Reputation: 15605
Python provides different packages (datetime
, time
, calendar
) as can be seen here in order to deal with time. I made a big mistake by using the following to get current GMT time time.mktime(datetime.datetime.utcnow().timetuple())
What is a simple way to get current GMT time in Unix timestamp?
Upvotes: 366
Views: 589387
Reputation: 5724
Python 3 seconds with microsecond decimal resolution:
from datetime import datetime
print(datetime.now().timestamp())
Python 3 integer seconds:
print(int(datetime.now().timestamp()))
datetime.utcnow().timestamp()
!datetime.utcnow()
is a non-timezone aware object. See reference: https://docs.python.org/3/library/datetime.html#aware-and-naive-objects
For something like 1am UTC:
from datetime import timezone
print(datetime(1970,1,1,1,0,tzinfo=timezone.utc).timestamp())
or
print(datetime.fromisoformat('1970-01-01T01:00:00+00:00').timestamp())
if you remove the tzinfo=timezone.utc
or +00:00
, you'll get results dependent on your current local time. Ex: 1am on Jan 1st 1970 in your current timezone - which could be legitimate - for example, if you want the timestamp of the instant when you were born, you should use the timezone you were born in.

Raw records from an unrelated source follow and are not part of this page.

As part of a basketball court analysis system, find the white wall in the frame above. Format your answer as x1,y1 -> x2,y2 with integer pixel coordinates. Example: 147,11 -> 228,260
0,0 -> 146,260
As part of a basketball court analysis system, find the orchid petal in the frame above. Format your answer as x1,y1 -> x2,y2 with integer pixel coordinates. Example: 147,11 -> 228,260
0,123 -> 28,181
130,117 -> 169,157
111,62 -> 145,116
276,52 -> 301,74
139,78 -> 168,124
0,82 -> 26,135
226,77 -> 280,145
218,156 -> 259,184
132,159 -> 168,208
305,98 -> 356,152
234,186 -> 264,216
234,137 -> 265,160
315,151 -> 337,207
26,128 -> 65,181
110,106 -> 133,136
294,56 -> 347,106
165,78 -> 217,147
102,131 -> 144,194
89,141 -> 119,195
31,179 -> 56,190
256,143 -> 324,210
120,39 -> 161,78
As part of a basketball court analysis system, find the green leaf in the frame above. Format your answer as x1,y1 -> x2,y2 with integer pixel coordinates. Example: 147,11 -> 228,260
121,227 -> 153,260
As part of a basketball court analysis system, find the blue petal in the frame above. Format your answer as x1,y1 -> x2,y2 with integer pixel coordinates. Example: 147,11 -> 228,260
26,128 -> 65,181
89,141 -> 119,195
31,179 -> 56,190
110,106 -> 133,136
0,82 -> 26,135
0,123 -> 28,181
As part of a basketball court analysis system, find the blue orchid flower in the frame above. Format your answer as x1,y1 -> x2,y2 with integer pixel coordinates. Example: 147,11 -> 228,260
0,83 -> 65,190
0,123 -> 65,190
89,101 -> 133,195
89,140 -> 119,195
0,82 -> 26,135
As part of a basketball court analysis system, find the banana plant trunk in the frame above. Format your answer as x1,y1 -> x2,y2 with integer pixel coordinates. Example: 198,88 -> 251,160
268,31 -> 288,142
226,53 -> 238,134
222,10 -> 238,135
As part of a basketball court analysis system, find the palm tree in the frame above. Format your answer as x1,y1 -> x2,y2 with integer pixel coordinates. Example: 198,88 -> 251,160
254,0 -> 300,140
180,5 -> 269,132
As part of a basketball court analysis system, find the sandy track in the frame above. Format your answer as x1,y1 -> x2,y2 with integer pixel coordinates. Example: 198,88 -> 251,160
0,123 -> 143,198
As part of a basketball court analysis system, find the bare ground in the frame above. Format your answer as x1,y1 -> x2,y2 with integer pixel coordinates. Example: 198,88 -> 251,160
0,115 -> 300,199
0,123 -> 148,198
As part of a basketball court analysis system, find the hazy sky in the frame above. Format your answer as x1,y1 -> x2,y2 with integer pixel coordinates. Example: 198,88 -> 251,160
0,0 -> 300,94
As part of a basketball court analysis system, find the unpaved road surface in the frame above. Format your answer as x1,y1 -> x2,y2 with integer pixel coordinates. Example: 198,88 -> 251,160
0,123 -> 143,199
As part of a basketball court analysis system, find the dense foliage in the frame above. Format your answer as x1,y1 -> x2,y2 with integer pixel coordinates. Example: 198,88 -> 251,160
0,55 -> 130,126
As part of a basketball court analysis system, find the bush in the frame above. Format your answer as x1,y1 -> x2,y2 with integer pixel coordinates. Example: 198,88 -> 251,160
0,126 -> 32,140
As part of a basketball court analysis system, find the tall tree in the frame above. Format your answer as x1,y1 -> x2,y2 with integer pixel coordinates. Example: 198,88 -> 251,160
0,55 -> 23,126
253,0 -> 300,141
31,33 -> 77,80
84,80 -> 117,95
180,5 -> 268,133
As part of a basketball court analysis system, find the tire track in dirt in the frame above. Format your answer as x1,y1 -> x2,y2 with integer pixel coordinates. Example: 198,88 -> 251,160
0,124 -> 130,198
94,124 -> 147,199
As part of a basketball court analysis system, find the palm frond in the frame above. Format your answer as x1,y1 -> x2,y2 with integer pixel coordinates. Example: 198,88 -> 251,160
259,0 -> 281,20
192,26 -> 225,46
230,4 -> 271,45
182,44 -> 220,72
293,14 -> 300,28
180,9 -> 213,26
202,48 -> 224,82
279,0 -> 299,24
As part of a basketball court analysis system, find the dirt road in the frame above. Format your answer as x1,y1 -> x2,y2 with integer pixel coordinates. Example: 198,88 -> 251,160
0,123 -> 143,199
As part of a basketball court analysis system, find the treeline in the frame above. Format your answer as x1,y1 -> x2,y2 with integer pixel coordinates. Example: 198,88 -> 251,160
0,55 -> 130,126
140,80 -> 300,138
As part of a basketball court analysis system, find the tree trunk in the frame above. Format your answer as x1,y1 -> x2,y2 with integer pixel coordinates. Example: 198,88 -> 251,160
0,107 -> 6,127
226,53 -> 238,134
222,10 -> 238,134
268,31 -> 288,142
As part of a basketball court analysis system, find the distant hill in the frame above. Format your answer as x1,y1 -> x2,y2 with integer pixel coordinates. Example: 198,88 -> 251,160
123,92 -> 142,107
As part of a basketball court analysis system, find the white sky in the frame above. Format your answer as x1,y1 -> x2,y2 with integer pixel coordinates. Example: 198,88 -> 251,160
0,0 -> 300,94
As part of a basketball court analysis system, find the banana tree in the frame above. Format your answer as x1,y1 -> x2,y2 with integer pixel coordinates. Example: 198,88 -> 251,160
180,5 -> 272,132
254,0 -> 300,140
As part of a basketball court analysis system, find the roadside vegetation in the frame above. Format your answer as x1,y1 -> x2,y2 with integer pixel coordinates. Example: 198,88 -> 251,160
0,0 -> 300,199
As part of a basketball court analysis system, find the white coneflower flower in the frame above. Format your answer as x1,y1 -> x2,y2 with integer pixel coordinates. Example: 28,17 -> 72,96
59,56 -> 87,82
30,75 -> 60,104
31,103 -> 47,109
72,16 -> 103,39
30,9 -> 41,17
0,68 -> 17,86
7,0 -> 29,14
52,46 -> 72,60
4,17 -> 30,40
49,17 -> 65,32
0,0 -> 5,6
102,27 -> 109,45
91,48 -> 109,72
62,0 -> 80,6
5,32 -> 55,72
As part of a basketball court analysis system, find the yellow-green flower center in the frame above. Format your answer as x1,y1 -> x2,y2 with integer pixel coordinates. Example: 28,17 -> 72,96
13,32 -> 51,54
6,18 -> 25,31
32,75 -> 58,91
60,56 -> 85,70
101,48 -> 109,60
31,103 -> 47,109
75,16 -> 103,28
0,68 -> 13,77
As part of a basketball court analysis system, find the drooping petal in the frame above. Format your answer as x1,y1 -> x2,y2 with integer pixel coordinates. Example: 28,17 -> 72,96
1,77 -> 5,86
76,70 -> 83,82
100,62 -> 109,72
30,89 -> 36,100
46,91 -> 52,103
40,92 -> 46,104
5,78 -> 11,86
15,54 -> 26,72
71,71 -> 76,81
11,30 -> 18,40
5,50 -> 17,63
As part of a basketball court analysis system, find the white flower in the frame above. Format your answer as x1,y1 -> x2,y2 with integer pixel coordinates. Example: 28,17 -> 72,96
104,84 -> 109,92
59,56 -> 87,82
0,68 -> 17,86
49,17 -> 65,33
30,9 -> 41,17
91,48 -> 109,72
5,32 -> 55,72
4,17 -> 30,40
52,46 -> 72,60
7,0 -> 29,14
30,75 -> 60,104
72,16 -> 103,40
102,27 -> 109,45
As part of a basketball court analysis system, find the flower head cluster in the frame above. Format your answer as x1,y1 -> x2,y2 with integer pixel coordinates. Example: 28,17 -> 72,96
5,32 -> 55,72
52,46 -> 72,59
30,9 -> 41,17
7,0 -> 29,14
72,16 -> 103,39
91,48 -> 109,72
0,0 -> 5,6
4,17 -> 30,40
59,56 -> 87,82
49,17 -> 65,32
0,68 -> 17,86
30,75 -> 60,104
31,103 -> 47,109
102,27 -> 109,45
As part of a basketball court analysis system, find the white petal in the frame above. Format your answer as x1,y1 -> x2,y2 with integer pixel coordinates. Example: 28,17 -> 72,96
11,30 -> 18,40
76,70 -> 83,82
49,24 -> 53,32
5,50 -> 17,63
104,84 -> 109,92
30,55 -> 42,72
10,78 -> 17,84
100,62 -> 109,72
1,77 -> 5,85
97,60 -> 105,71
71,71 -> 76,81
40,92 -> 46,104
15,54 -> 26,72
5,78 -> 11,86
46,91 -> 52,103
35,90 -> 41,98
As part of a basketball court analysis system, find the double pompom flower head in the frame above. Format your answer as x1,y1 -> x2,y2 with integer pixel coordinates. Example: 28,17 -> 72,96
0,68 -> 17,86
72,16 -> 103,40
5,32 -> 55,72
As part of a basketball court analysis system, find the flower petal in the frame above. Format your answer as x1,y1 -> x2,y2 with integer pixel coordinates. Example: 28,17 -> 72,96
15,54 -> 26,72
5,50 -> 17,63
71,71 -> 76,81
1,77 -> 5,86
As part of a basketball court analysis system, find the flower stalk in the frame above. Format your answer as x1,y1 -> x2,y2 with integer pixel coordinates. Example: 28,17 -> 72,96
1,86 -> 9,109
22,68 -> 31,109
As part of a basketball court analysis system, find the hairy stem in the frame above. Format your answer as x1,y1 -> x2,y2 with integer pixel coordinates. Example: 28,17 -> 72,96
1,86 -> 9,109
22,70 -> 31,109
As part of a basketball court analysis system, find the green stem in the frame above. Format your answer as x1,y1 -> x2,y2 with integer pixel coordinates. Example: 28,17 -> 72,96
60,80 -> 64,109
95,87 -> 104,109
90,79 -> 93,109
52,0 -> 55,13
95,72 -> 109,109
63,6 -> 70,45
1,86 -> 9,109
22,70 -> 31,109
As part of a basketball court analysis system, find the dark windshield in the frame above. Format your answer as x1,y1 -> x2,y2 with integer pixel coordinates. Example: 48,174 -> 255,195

However, the timestamp from datetime.utcnow().timestamp()
is neither the current instant in local time nor UTC. For example, I'm in GMT-7:00 right now, and datetime.utcnow().timestamp()
gives a timestamp from 7 hours in the future!
Upvotes: 58
Reputation: 165
At least in python3, this works:
>>> datetime.strftime(datetime.utcnow(), "%s")
'1587503279'
Upvotes: 6
Reputation: 5542
python2 and python3
it is good to use time module
import time
int(time.time())
1573708436
you can also use datetime module, but when you use strftime('%s'), but strftime convert time to your local time!
python2
from datetime import datetime
datetime.utcnow().strftime('%s')
python3
from datetime import datetime
datetime.utcnow().timestamp()
Upvotes: 66
Reputation: 2519
#First Example:
from datetime import datetime, timezone
timstamp1 =int(datetime.now(tz=timezone.utc).timestamp() * 1000)
print(timstamp1)
Output: 1572878043380
#second example:
import time
timstamp2 =int(time.time())
print(timstamp2)
Output: 1572878043
Upvotes: 2
Reputation: 4712
Or just simply using the datetime standard module
In [2]: from datetime import timezone, datetime
...: int(datetime.now(tz=timezone.utc).timestamp() * 1000)
...:
Out[2]: 1514901741720
You can truncate or multiply depending on the resolution you want. This example is outputting millis.
If you want a proper Unix timestamp (in seconds) remove the * 1000
Upvotes: 27
Reputation: 507
from datetime import datetime as dt
dt.utcnow().strftime("%s")
Output:
1544524990
Upvotes: 3
Reputation: 63
I like this method:
import datetime, time
dts = datetime.datetime.utcnow()
epochtime = round(time.mktime(dts.timetuple()) + dts.microsecond/1e6)
The other methods posted here are either not guaranteed to give you UTC on all platforms or only report whole seconds. If you want full resolution, this works, to the micro-second.
Upvotes: 3
Reputation: 784
Does this help?
from datetime import datetime
import calendar
d = datetime.utcnow()
unixtime = calendar.timegm(d.utctimetuple())
print unixtime
How to convert Python UTC datetime object to UNIX timestamp
Upvotes: 58
Reputation: 5186
I would use time.time() to get a timestamp in seconds since the epoch.
import time
time.time()
Output:
1369550494.884832
For the standard CPython implementation on most platforms this will return a UTC value.